Addio Abbas, l’occhio sulle svolte del Novecento
Iraniano naturalizzato francese, era una delle figure di punta dell’agenzia Magnum. Aveva 74 anni
Univa le parole alle immagini per raccontare il mondo, Abbas Attar (si firmava solo Abbas), fotografo iraniano scomparso ieri a Parigi a 74 anni, dal 1981 uno dei membri di punta della Magnum. È stata l’agenzia a dare ieri ha notizia della sua morte definendolo «il fotografo che scrive con la luce».

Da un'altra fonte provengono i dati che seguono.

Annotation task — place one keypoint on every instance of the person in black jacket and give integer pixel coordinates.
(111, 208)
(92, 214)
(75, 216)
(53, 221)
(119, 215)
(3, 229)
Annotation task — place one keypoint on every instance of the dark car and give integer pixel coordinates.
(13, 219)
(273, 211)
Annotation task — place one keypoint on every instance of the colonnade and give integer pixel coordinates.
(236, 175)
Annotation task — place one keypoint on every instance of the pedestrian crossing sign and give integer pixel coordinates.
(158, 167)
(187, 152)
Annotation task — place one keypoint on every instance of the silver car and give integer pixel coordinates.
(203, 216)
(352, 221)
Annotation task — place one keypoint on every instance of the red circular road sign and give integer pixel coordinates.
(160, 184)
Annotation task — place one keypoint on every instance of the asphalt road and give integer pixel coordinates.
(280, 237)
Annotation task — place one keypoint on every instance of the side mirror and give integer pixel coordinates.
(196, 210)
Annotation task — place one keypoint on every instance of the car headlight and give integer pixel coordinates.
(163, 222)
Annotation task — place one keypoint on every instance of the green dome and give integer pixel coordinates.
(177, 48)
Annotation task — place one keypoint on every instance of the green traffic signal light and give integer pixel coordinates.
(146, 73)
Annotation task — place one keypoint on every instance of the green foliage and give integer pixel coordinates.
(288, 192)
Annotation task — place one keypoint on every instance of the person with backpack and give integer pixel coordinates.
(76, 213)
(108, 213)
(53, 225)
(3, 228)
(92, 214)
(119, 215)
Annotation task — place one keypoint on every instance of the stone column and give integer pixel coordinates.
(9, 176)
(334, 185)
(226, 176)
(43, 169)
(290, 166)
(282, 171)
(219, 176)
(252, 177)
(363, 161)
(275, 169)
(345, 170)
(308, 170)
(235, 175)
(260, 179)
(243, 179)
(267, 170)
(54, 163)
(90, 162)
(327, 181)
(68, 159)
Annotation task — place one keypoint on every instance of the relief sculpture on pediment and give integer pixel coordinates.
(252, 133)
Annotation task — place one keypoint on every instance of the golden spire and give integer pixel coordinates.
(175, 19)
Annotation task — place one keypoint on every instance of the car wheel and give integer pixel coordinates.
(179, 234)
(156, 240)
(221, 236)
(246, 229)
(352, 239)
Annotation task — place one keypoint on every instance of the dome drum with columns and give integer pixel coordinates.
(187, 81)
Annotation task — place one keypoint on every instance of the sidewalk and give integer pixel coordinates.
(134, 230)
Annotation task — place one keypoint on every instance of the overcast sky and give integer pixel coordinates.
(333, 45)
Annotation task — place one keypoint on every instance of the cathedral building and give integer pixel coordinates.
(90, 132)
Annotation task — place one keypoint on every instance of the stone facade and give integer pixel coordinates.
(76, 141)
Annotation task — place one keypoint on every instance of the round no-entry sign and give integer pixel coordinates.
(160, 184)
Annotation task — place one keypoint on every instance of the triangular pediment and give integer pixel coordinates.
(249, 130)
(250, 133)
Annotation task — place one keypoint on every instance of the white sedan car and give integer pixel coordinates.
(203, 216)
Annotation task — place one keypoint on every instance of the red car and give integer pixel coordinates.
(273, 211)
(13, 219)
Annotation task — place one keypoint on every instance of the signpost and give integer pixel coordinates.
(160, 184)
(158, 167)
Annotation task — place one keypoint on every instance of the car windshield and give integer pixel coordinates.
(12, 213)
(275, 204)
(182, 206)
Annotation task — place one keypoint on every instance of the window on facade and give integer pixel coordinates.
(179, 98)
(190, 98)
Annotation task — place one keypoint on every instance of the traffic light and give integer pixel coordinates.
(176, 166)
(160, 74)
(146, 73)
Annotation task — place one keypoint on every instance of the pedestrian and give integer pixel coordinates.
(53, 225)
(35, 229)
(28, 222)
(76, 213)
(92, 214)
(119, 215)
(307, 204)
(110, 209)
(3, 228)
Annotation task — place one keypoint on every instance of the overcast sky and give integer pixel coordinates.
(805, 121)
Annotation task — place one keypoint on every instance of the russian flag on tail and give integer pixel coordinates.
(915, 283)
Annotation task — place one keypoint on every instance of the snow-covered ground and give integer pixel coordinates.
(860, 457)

Una vita dedicata alla fotografia, quella di Abbas che con le sue immagini spesso iconiche ha raccontato la fame, le carestie, le guerre e le rivoluzioni nel mondo. Trapiantato a Parigi, Abbas inizia a fotografare giovanissimo con il sogno di raccontare il Vietnam. Ci riuscirà a 28 anni. Dal 1978 al 1980, si occupa della rivoluzione in Iran prima di andare in esilio volontario e spostare il suo obiettivo in Messico che cerca di raccontare come fosse un romanzo. Il libro Allah O Akbar (Phaidon, 1994) mostra le tensioni nelle società musulmane, anticipando fenomeni che sarebbero esplosi negli anni successivi. L’interesse per l’islam lo condurrà al grande progetto sulle religioni, cuore del suo lavoro: le ricerche su cristianesimo, buddhismo e induismo diventeranno altrettanti libri. Il suo ultimo lavoro sul «mondo islamico dopo l’11 settembre» è del 2009 ed è il frutto di un viaggio in 16 Paesi durato 7 anni. Da qualche tempo aveva abbandonato i grandi progetti pur sostenendo che la Cina fosse il Paese in cui sarebbe voluto andare per raccontare il cambiamento più interessante.
Restano le sue parole: «La mia fotografia è una riflessione che prende vita e conduce alla meditazione». Una lezione.